October 2015

It’s a New Day

It’s a new day in the Iron Workers Shop Department. We’re experiencing a rebirth that is sure to lead us into the future with a union that is strong and endures. Our organizers are hard at work, using strategies that are tried and true, while incorporating new tactics to keep us at the forefront of the organizing game among our fellow building trades unionists.

Organizing shop workers is a little different than organizing outside workers, and it presents its own set of challenges and barriers. Shop organizing efforts are done through recognition campaigns that rely, almost exclusively, on building solid, unwavering support with each individual worker. That’s tough because organizers are almost always banned from accessing workers in their workplace. Further, shop workers have a greater, and more realized, fear and anxiety about organizing due to increasingly aggressive union-busting tactics and the drastic decline of North American manufacturing jobs over the past four decades. 

But with income inequality at its highest and working conditions regressing to near-Industrial Revolution conditions, organizers are capitalizing on the opportunity to agitate, educate and organize. And the public supports these efforts; a Pew poll conducted in March of this year found that public support for workers’ ability to form a union is highest for manufacturing and factory workers, with 82 percent favoring unions for these workers. Using the ACES model, shop organizers are leveraging community support by developing new community coalitions to broaden and strengthen organizing efforts that are focused on worker issues. 

One factor boosting organizing strength in the Shop Department is the Initial Organizing Contract Fund (IOCF), which has been accountable for 35 percent of the new membership brought in through organizing efforts. The IOCF assists with subsidizing shop local organizers, which helps bolster organizing efforts by affording us the resources and capacity to put more boots on the ground.

The Shop Steward Training Program has already begun paying off in Canada and the U.S. Members are enrolling to learn how to most effectively represent other members as stewards. Increased member participation is leading to greater activism and interest in internal/external organizing. Shopmen locals are beginning to develop volunteer organizing committees made up of member activists committed to growing market share and bringing in unorganized fellow workers.

In further commitment to reaching out to unorganized shop workers, we have launched the first Shop Jobline to provide signatory employers the ability to post job opportunities and pull from a skilled, qualified work force, as well as to give members the flexibility to seek union work in other areas when their shop is slow or experiencing lay-offs.

Finally, in the true spirit of One Union, One Ironworkers, we have renewed our commitment to working together with Bernie Evers and the Organizing Department on joint organizing efforts, important both strategically and in terms of building solidarity among our shop and outside workers. 

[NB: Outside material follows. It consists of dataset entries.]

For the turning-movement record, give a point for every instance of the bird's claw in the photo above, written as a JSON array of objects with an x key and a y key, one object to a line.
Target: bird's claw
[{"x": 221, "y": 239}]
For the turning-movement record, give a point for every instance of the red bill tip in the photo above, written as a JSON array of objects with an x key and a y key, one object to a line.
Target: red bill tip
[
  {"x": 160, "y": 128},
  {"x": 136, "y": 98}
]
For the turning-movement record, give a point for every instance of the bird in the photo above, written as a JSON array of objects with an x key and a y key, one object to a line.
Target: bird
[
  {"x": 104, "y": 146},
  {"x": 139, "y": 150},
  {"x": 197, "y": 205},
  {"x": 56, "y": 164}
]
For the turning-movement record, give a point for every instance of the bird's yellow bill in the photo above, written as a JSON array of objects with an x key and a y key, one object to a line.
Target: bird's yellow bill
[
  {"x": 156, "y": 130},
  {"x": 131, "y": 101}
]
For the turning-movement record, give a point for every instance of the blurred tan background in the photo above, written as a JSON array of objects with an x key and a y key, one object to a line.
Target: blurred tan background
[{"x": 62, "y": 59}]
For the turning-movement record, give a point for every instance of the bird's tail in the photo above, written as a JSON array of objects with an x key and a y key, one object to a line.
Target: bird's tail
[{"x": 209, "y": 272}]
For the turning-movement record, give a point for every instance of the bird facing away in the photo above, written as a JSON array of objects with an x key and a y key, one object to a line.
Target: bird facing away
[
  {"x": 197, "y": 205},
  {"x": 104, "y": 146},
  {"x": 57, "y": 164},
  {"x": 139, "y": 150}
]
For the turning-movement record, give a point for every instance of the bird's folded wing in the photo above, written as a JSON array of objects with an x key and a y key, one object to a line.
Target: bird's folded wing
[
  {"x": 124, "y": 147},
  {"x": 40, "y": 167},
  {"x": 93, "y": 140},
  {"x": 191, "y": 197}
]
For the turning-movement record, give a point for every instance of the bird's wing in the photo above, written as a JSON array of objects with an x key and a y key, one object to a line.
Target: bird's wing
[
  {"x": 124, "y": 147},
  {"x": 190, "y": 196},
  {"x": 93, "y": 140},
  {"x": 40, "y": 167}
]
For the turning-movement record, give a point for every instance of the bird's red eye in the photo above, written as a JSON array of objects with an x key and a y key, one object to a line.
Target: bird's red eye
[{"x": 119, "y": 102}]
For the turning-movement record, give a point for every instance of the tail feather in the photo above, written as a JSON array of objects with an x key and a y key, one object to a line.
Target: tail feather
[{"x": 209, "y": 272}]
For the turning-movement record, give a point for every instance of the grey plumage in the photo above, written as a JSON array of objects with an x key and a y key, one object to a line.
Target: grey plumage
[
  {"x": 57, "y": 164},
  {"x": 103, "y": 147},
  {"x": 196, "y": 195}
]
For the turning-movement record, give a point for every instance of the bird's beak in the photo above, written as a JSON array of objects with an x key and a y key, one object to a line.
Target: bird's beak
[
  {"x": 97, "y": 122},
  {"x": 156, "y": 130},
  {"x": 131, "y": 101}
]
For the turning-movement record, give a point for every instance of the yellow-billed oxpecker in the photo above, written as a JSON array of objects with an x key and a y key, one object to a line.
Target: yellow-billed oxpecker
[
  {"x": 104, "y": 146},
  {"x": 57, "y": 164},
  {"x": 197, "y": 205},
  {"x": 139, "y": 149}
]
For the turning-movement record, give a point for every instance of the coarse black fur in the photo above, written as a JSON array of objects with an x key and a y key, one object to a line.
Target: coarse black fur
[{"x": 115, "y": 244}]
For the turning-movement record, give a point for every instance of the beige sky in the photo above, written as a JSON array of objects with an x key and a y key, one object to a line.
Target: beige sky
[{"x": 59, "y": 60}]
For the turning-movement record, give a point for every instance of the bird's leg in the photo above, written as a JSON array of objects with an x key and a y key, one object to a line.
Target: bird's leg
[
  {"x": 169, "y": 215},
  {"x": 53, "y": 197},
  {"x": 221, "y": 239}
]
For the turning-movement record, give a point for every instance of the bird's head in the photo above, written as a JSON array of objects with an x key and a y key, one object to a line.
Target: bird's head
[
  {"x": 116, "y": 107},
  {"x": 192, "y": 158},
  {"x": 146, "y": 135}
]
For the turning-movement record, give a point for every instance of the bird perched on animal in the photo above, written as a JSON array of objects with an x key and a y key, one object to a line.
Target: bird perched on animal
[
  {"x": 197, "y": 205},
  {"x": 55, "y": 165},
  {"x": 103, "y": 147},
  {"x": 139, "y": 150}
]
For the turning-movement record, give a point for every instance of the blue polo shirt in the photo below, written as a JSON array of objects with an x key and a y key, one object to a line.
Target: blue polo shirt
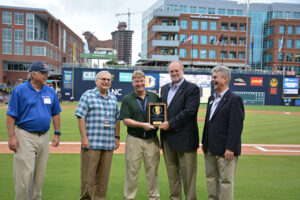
[{"x": 33, "y": 110}]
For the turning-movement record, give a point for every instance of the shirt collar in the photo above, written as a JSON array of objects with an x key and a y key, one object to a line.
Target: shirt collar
[{"x": 177, "y": 85}]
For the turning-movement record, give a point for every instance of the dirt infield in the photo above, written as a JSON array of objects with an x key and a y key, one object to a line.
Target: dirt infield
[{"x": 247, "y": 149}]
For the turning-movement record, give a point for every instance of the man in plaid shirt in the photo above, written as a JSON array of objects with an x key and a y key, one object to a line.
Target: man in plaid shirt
[{"x": 98, "y": 120}]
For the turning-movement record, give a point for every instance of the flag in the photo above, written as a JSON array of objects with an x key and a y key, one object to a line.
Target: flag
[
  {"x": 281, "y": 45},
  {"x": 220, "y": 38}
]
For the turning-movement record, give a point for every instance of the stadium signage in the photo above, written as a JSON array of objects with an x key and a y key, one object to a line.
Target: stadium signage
[
  {"x": 240, "y": 81},
  {"x": 256, "y": 81}
]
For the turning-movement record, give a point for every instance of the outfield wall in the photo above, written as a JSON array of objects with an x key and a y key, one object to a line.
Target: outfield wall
[{"x": 255, "y": 89}]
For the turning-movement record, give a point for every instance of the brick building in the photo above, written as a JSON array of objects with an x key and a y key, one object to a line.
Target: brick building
[
  {"x": 30, "y": 34},
  {"x": 284, "y": 44},
  {"x": 193, "y": 39}
]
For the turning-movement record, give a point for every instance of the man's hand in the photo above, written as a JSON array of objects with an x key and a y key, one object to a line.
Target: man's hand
[
  {"x": 148, "y": 126},
  {"x": 85, "y": 142},
  {"x": 229, "y": 155},
  {"x": 165, "y": 126},
  {"x": 55, "y": 140},
  {"x": 13, "y": 143}
]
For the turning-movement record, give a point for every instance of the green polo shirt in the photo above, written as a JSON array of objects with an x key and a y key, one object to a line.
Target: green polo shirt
[{"x": 130, "y": 109}]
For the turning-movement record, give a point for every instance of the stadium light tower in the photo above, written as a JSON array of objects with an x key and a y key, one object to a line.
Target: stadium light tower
[{"x": 248, "y": 2}]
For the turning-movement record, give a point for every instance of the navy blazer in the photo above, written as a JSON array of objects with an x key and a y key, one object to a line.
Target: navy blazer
[
  {"x": 225, "y": 128},
  {"x": 182, "y": 117}
]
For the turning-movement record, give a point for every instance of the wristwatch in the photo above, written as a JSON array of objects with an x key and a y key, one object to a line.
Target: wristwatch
[{"x": 57, "y": 133}]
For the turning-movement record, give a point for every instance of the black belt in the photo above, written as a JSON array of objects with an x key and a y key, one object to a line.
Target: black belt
[
  {"x": 143, "y": 135},
  {"x": 34, "y": 132}
]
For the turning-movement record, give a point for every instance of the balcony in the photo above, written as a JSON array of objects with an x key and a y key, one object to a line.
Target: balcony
[
  {"x": 166, "y": 29},
  {"x": 165, "y": 57},
  {"x": 165, "y": 43}
]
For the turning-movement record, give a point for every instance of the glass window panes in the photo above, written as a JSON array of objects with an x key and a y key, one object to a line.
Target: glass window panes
[
  {"x": 195, "y": 25},
  {"x": 203, "y": 39},
  {"x": 290, "y": 29},
  {"x": 183, "y": 53},
  {"x": 203, "y": 54},
  {"x": 6, "y": 17},
  {"x": 183, "y": 24},
  {"x": 213, "y": 26},
  {"x": 212, "y": 54}
]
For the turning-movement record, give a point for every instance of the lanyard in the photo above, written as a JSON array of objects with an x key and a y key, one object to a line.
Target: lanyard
[{"x": 145, "y": 105}]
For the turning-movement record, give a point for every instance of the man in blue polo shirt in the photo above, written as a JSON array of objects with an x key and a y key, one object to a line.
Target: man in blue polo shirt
[{"x": 31, "y": 107}]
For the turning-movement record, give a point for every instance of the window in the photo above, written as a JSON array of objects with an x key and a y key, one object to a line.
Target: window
[
  {"x": 230, "y": 12},
  {"x": 212, "y": 54},
  {"x": 195, "y": 25},
  {"x": 19, "y": 37},
  {"x": 6, "y": 41},
  {"x": 195, "y": 39},
  {"x": 233, "y": 41},
  {"x": 242, "y": 41},
  {"x": 19, "y": 18},
  {"x": 212, "y": 39},
  {"x": 242, "y": 27},
  {"x": 183, "y": 24},
  {"x": 270, "y": 44},
  {"x": 6, "y": 17},
  {"x": 221, "y": 11},
  {"x": 183, "y": 9},
  {"x": 239, "y": 12},
  {"x": 224, "y": 26},
  {"x": 27, "y": 50},
  {"x": 202, "y": 10},
  {"x": 297, "y": 44},
  {"x": 194, "y": 53},
  {"x": 211, "y": 11},
  {"x": 281, "y": 29},
  {"x": 289, "y": 44},
  {"x": 223, "y": 54},
  {"x": 241, "y": 55},
  {"x": 233, "y": 27},
  {"x": 204, "y": 25},
  {"x": 290, "y": 30},
  {"x": 203, "y": 54},
  {"x": 232, "y": 55},
  {"x": 182, "y": 53},
  {"x": 203, "y": 39},
  {"x": 213, "y": 26},
  {"x": 193, "y": 9},
  {"x": 280, "y": 57},
  {"x": 289, "y": 57}
]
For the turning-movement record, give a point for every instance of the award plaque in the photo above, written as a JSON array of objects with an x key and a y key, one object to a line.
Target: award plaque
[{"x": 157, "y": 113}]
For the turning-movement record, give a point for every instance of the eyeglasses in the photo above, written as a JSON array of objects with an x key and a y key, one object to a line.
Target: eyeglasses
[{"x": 215, "y": 77}]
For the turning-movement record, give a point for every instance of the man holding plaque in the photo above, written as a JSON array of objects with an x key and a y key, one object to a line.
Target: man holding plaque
[
  {"x": 141, "y": 142},
  {"x": 179, "y": 135}
]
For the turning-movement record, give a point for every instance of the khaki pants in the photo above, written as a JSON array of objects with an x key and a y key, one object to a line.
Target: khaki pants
[
  {"x": 181, "y": 167},
  {"x": 95, "y": 170},
  {"x": 137, "y": 150},
  {"x": 30, "y": 163},
  {"x": 220, "y": 176}
]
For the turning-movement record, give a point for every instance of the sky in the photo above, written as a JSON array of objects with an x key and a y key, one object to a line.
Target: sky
[{"x": 99, "y": 16}]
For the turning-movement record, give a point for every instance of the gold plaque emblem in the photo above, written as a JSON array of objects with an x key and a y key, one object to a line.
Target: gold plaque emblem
[{"x": 273, "y": 82}]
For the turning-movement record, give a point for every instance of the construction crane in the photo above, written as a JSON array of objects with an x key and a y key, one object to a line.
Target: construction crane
[{"x": 128, "y": 15}]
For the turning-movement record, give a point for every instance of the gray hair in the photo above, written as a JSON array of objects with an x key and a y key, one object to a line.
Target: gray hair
[
  {"x": 102, "y": 72},
  {"x": 224, "y": 71}
]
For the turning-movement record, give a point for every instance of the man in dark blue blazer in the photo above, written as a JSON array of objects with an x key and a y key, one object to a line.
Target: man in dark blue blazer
[
  {"x": 221, "y": 138},
  {"x": 179, "y": 135}
]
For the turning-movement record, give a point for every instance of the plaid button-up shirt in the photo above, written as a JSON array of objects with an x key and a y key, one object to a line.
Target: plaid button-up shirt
[{"x": 97, "y": 110}]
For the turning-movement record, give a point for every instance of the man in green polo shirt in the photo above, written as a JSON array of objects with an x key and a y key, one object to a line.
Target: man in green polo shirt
[{"x": 142, "y": 141}]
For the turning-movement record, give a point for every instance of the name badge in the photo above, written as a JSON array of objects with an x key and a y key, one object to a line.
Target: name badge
[
  {"x": 106, "y": 123},
  {"x": 47, "y": 100}
]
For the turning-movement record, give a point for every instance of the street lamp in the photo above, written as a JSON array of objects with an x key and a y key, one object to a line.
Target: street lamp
[{"x": 248, "y": 2}]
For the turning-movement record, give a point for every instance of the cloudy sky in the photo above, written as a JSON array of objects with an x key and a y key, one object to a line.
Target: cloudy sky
[{"x": 98, "y": 16}]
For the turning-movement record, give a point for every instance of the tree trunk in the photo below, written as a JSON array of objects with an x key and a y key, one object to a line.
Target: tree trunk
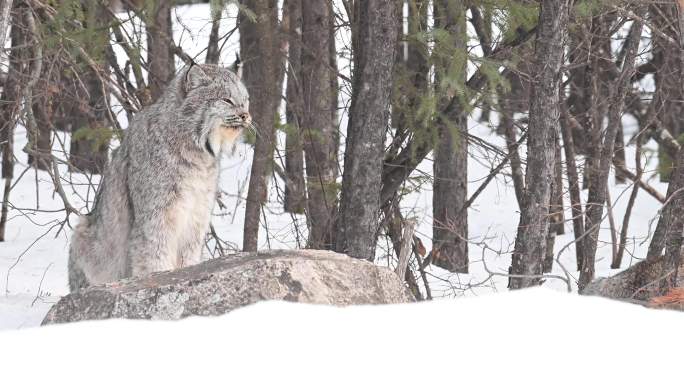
[
  {"x": 160, "y": 57},
  {"x": 260, "y": 48},
  {"x": 599, "y": 178},
  {"x": 295, "y": 188},
  {"x": 213, "y": 53},
  {"x": 374, "y": 40},
  {"x": 573, "y": 183},
  {"x": 450, "y": 186},
  {"x": 90, "y": 127},
  {"x": 5, "y": 7},
  {"x": 318, "y": 129},
  {"x": 530, "y": 243},
  {"x": 668, "y": 69},
  {"x": 9, "y": 111}
]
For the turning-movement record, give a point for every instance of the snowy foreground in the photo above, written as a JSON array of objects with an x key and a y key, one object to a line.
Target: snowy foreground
[{"x": 536, "y": 336}]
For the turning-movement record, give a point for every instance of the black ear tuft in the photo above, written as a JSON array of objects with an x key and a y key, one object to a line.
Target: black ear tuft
[{"x": 195, "y": 77}]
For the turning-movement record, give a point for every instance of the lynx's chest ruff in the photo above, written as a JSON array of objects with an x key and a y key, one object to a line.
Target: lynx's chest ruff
[{"x": 190, "y": 215}]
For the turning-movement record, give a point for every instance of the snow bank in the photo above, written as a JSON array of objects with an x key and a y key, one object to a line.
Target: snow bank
[{"x": 532, "y": 337}]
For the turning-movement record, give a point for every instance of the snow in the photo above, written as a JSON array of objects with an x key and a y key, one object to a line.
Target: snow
[
  {"x": 33, "y": 260},
  {"x": 533, "y": 336}
]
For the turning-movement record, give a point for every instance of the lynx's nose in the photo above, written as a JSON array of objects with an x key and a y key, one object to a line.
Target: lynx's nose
[{"x": 246, "y": 118}]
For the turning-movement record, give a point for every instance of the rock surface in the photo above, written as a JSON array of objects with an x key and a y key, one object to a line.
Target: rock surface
[
  {"x": 639, "y": 282},
  {"x": 220, "y": 285}
]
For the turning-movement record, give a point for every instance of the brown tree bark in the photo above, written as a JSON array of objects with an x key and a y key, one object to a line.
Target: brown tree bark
[
  {"x": 213, "y": 53},
  {"x": 374, "y": 40},
  {"x": 88, "y": 118},
  {"x": 573, "y": 183},
  {"x": 9, "y": 110},
  {"x": 260, "y": 49},
  {"x": 160, "y": 59},
  {"x": 450, "y": 186},
  {"x": 599, "y": 178},
  {"x": 530, "y": 243},
  {"x": 668, "y": 67},
  {"x": 318, "y": 128},
  {"x": 295, "y": 188}
]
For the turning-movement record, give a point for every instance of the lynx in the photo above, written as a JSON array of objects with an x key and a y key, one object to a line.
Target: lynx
[{"x": 154, "y": 204}]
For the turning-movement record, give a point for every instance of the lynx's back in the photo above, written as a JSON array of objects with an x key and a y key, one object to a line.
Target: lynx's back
[{"x": 155, "y": 201}]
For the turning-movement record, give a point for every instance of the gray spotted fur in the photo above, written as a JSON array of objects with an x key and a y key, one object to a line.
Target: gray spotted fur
[{"x": 155, "y": 201}]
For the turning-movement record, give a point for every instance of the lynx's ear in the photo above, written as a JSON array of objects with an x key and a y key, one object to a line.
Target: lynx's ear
[
  {"x": 195, "y": 77},
  {"x": 237, "y": 66}
]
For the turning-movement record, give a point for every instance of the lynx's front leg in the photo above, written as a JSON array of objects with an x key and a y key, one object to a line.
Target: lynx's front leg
[{"x": 150, "y": 250}]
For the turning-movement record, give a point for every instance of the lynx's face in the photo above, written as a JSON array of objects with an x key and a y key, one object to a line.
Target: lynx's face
[{"x": 224, "y": 103}]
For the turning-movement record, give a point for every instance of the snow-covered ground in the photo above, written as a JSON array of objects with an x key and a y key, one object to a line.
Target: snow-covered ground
[
  {"x": 531, "y": 337},
  {"x": 33, "y": 260}
]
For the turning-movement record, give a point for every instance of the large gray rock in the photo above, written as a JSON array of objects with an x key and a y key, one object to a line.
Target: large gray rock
[
  {"x": 220, "y": 285},
  {"x": 639, "y": 282}
]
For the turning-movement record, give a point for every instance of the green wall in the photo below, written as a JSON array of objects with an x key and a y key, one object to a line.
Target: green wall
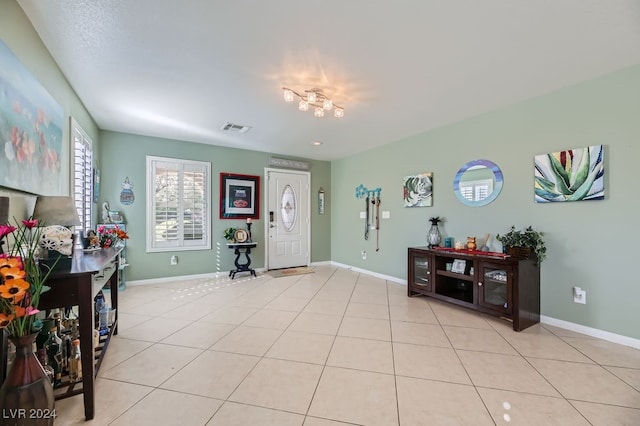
[
  {"x": 123, "y": 155},
  {"x": 590, "y": 244}
]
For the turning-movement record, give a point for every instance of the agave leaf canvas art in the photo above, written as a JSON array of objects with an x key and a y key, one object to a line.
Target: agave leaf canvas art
[
  {"x": 418, "y": 190},
  {"x": 571, "y": 175}
]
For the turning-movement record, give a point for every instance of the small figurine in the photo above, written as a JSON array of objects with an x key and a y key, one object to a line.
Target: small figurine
[
  {"x": 105, "y": 213},
  {"x": 94, "y": 241},
  {"x": 471, "y": 243}
]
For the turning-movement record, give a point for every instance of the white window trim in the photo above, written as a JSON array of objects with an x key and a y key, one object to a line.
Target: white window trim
[
  {"x": 86, "y": 217},
  {"x": 180, "y": 245}
]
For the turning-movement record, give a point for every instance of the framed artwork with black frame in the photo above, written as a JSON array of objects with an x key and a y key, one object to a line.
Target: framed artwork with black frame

General President Eric Dean wrote, “It is this simple: If we have the workforce, we then are able to demand better wages and working conditions. Period. We must strive for more workers and work opportunities for our union.” We are demonstrably committed to fulfilling this clear directive to organize and build power. Each and every ironworker is urged to join us in leading the International movement to represent all workers in our industry. We believe in Ralph Waldo Emerson’s decree to go not where the path may lead, but instead to go where there is no path and leave a trail, and we resolve to strive on blazing trails into the future.